The main difference between GPCR agonist mode and antagonist mode in compound screens is the addition of an EC90
amount of a known agonist prior to recording the antagonist response. Thus, the antagonist response can be sequentially measured in the same assay plate after the agonist response is read and recorded by a rapidly addition of EC90
amount of a known agonist. A multiplex screen assay for GPCR agonist, potentiator, and antagonist in 384-well plate format was reported using a previous version FDSS6000 instrument.24
A dye removing step was required in that assay for the reduction of fluorescent background that could significantly decrease the screen throughput. Recent advances in the liquid-handling system in this kinetic plate reader in combination with the no-wash calcium dye contributed to the development of this multiplex agonist and antagonist assay in the 1,536-well plate format that simplifies the assay procedure, increases the screen throughput, and thus should be suitable for HTS. The fluorescence quenching dye in the no-wash calcium dye kit helps to eliminate the cell wash step after dye loading that enables an addition-only assay format for the calcium assay without affecting the pharmacology of agonist and antagonist. Our results from the validation tests using the muscarinic acetylcholine M1
receptor transduced cell line also demonstrated that the potencies of 5 known agonists and antagonists were similar in both the single mode and the sequential assay mode in the 1,536-well plate format.
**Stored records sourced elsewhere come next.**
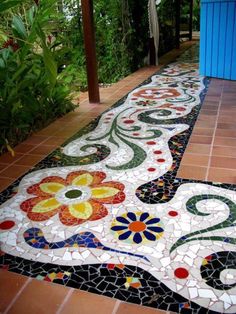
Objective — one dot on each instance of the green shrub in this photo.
(31, 93)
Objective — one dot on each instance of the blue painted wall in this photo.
(218, 39)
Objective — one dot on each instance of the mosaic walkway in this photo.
(107, 214)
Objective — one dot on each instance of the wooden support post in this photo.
(191, 20)
(177, 23)
(152, 52)
(90, 50)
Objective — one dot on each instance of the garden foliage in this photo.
(42, 57)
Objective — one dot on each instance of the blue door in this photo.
(218, 39)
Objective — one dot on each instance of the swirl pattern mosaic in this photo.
(106, 213)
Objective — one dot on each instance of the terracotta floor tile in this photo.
(43, 150)
(222, 175)
(126, 308)
(35, 139)
(225, 133)
(200, 139)
(207, 118)
(64, 133)
(14, 171)
(209, 112)
(39, 297)
(7, 158)
(23, 148)
(203, 132)
(226, 119)
(29, 160)
(226, 126)
(88, 303)
(5, 182)
(194, 159)
(192, 172)
(223, 162)
(205, 124)
(224, 151)
(225, 141)
(3, 166)
(10, 284)
(201, 149)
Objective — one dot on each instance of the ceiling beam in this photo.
(90, 50)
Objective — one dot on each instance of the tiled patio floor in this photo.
(209, 156)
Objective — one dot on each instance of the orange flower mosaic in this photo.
(78, 198)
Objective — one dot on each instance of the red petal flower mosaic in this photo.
(78, 198)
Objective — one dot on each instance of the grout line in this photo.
(116, 306)
(213, 135)
(68, 295)
(17, 295)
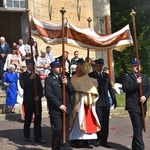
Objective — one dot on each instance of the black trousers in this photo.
(103, 116)
(1, 68)
(137, 142)
(56, 124)
(29, 109)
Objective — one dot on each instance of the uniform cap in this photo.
(55, 63)
(28, 61)
(133, 62)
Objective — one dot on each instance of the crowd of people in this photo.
(30, 74)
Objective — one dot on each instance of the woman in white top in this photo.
(13, 58)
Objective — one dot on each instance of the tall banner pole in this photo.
(35, 86)
(88, 52)
(109, 52)
(63, 74)
(133, 13)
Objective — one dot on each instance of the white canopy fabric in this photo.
(85, 38)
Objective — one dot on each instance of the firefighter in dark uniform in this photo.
(30, 101)
(102, 104)
(53, 93)
(133, 102)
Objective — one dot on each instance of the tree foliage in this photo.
(120, 16)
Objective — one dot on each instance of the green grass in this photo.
(121, 103)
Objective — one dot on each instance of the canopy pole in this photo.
(88, 52)
(63, 75)
(133, 13)
(29, 27)
(109, 52)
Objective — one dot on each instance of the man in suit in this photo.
(53, 93)
(32, 102)
(75, 58)
(130, 86)
(4, 51)
(102, 104)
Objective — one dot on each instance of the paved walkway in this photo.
(120, 135)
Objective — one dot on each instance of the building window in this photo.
(14, 3)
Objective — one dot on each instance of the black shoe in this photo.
(40, 141)
(96, 143)
(105, 145)
(87, 145)
(28, 139)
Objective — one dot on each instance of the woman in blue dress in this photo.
(10, 80)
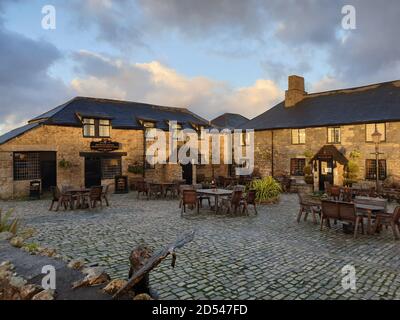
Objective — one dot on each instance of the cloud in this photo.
(156, 83)
(26, 88)
(116, 22)
(368, 54)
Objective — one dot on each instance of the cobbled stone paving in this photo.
(264, 256)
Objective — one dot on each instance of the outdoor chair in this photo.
(104, 195)
(189, 198)
(62, 199)
(93, 197)
(347, 195)
(389, 220)
(250, 199)
(142, 187)
(155, 190)
(172, 190)
(306, 208)
(233, 202)
(239, 187)
(334, 193)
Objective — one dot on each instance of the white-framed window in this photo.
(298, 136)
(176, 131)
(334, 135)
(370, 129)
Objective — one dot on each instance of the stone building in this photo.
(89, 141)
(326, 130)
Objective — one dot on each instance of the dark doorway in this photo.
(48, 170)
(92, 172)
(325, 172)
(187, 173)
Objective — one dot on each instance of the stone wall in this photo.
(68, 142)
(352, 138)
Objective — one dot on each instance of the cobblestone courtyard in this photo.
(269, 256)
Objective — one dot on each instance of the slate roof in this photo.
(229, 120)
(123, 114)
(17, 132)
(373, 103)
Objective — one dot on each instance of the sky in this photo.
(211, 56)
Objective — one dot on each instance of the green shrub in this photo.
(8, 224)
(267, 189)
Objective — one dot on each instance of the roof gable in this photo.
(375, 103)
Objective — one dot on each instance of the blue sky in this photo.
(212, 56)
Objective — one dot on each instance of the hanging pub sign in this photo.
(104, 145)
(121, 184)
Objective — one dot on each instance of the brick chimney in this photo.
(295, 92)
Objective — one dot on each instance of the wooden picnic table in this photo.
(216, 193)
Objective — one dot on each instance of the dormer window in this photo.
(96, 128)
(176, 129)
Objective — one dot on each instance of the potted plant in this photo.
(64, 164)
(308, 176)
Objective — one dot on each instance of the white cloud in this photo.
(157, 83)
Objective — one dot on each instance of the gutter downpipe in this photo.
(272, 153)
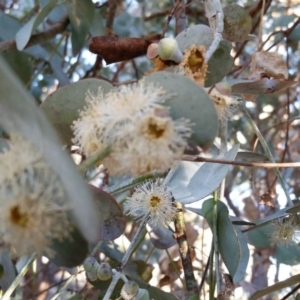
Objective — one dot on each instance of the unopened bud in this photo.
(142, 295)
(104, 272)
(129, 290)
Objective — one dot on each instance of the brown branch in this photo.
(39, 38)
(244, 164)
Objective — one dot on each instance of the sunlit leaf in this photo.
(8, 271)
(110, 215)
(275, 287)
(195, 35)
(81, 14)
(178, 179)
(190, 101)
(260, 237)
(289, 255)
(62, 107)
(210, 175)
(161, 237)
(19, 114)
(219, 64)
(24, 34)
(70, 252)
(232, 245)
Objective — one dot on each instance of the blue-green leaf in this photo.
(18, 114)
(24, 34)
(210, 175)
(232, 245)
(189, 101)
(81, 14)
(62, 106)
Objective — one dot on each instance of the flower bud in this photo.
(142, 295)
(168, 50)
(90, 263)
(104, 272)
(92, 275)
(129, 290)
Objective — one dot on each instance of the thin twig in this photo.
(268, 152)
(38, 38)
(242, 164)
(18, 279)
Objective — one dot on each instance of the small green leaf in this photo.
(81, 14)
(21, 63)
(70, 252)
(62, 106)
(110, 215)
(232, 244)
(219, 64)
(161, 237)
(277, 286)
(289, 255)
(190, 101)
(24, 34)
(237, 23)
(261, 237)
(209, 176)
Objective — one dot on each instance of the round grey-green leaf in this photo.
(237, 23)
(195, 35)
(219, 64)
(62, 107)
(189, 101)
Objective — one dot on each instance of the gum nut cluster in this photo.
(33, 208)
(133, 122)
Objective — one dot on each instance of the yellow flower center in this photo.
(17, 217)
(195, 61)
(155, 128)
(154, 201)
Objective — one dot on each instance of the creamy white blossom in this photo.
(137, 127)
(33, 207)
(151, 201)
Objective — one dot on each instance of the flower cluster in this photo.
(134, 123)
(286, 232)
(194, 64)
(33, 209)
(152, 201)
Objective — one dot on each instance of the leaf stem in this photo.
(216, 243)
(268, 153)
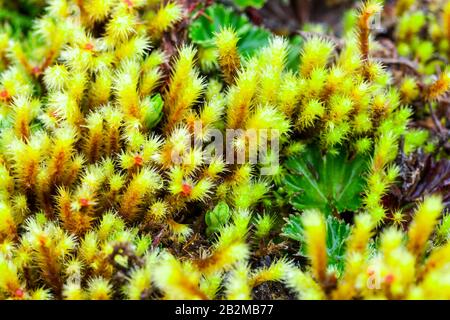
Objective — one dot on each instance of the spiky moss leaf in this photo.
(330, 182)
(250, 3)
(337, 233)
(153, 112)
(217, 217)
(217, 17)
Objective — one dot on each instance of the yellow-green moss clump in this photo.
(103, 190)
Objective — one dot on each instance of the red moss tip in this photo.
(84, 202)
(89, 46)
(4, 94)
(389, 278)
(19, 293)
(129, 3)
(138, 160)
(36, 71)
(186, 189)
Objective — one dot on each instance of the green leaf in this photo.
(218, 217)
(217, 16)
(337, 234)
(250, 3)
(330, 183)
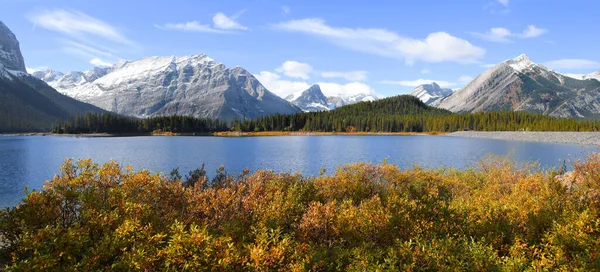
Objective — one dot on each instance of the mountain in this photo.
(26, 102)
(339, 101)
(429, 93)
(189, 85)
(594, 75)
(312, 99)
(71, 79)
(519, 84)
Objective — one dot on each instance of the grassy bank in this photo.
(493, 216)
(296, 133)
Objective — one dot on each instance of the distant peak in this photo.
(520, 63)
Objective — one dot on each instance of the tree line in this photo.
(396, 114)
(113, 123)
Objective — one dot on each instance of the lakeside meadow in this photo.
(495, 215)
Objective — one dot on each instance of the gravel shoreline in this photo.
(581, 138)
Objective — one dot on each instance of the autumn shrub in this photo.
(495, 215)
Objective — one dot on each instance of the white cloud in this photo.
(295, 69)
(418, 82)
(31, 70)
(221, 21)
(532, 32)
(84, 36)
(350, 76)
(465, 79)
(77, 25)
(436, 47)
(100, 63)
(282, 88)
(193, 26)
(222, 24)
(573, 64)
(500, 34)
(349, 89)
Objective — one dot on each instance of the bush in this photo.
(493, 216)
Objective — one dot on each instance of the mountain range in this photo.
(27, 103)
(519, 84)
(189, 85)
(313, 99)
(429, 93)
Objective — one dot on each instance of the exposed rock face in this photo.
(429, 93)
(26, 102)
(190, 85)
(10, 52)
(521, 85)
(339, 101)
(312, 99)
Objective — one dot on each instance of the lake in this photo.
(27, 161)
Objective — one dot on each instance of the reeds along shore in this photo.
(495, 215)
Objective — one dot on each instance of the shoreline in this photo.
(559, 137)
(230, 134)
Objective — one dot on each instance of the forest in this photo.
(396, 114)
(117, 124)
(496, 215)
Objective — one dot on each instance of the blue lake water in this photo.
(27, 161)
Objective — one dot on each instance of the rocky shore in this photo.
(582, 138)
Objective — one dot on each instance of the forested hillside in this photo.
(408, 114)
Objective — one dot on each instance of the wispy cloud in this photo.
(221, 21)
(573, 64)
(77, 25)
(84, 36)
(193, 26)
(500, 34)
(295, 69)
(222, 24)
(418, 82)
(436, 47)
(100, 63)
(350, 76)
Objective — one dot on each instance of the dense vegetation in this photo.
(395, 114)
(493, 216)
(30, 105)
(113, 123)
(409, 114)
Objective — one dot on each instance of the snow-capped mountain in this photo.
(520, 84)
(27, 103)
(312, 99)
(48, 75)
(338, 101)
(72, 79)
(10, 51)
(429, 93)
(188, 85)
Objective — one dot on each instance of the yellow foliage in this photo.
(495, 215)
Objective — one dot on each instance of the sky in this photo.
(349, 47)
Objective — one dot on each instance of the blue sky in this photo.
(382, 47)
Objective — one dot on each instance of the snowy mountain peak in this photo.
(10, 52)
(521, 63)
(47, 75)
(311, 99)
(428, 93)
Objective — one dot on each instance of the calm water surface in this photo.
(26, 161)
In conclusion, the FDSS7000 fluorescence kinetic plate reader, a new generation model, has been equipped with a new liquid-handling system and sensitive optical detection train and can be used for more complicated and automated assay protocols. The multiple pipetting heads and tip washing modules are major enhancements that greatly improve cleaning efficiency and transfer times for pipette tips and pins as well as reducing the possibility of compound carryover. Our results also demonstrated that this fluorescence plate reader can be used for sequential screens of compounds for agonist and antagonist activities in a single 1,536-well assay plate. We believe that these characteristics will allow the full automation of such protocols in qHTS format, a future goal of the NCGC that should further improve the data quality in the primary compound screen.